Legionella pneumophila is a facultative intracellular pathogen that causes Legionnaires’ disease or Pontiac fever in humans upon accidental inhalation of Legionella -contaminated aerosols. During infection, L. pneumophila secretes more than 300 effectors into the host for the biogenesis of a replication-permissive niche, known as the Legionella containing vacuole (LCV). Among these, a large number of effectors harbor protein domains that recognize specific phosphoinositide (PI) lipids and mediate the anchoring of these effectors to the surface of LCV or other host membrane-bound organelles.

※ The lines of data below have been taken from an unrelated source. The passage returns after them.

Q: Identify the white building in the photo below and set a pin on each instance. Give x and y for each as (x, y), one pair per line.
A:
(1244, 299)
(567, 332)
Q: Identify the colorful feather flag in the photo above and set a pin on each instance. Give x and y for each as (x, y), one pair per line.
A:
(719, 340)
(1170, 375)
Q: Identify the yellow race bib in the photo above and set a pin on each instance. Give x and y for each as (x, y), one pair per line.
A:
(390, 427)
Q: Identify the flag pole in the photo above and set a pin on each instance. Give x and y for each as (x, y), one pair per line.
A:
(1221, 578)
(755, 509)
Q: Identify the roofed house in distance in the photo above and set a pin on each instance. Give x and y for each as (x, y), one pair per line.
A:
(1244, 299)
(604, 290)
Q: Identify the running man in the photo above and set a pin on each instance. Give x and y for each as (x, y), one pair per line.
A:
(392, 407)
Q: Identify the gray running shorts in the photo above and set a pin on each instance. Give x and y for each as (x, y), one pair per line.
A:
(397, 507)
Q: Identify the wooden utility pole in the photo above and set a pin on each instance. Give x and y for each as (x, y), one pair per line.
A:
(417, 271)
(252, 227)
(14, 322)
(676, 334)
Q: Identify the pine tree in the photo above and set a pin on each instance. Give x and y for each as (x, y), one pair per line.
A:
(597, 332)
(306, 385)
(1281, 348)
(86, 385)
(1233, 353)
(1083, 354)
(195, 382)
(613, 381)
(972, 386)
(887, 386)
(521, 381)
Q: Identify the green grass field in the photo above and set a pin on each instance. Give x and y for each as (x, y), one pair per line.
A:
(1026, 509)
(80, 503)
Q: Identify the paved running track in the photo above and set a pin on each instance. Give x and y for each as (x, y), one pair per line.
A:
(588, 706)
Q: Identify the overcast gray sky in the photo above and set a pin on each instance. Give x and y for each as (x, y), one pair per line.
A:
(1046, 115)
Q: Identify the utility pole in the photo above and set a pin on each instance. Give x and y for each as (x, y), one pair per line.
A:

The Legionella effector SetA contains a unique C-terminal domain (SetA-CTD) that has been shown to specifically bind with phosphatidylinositol-3-phosphate (PI(3)P) and target SetA to endosomes and LCVs. Here, we report the NMR solution structure of SetA-CTD, which mainly comprises a four α-helix bundle. The structure reveals a basic pocket at one end of the α-helix bundle for PI(3)P binding and two hydrophobic loops for membrane insertion. Mutations of key residues involved in lipid binding result in the loss of SetA in membrane association and endosomal localization. Structural comparison with other PI(3)P-binding domains highlights a general theme applied by multiple families of phosphoinositide-binding domains across species. ### Competing Interest Statement The authors have declared no competing interest.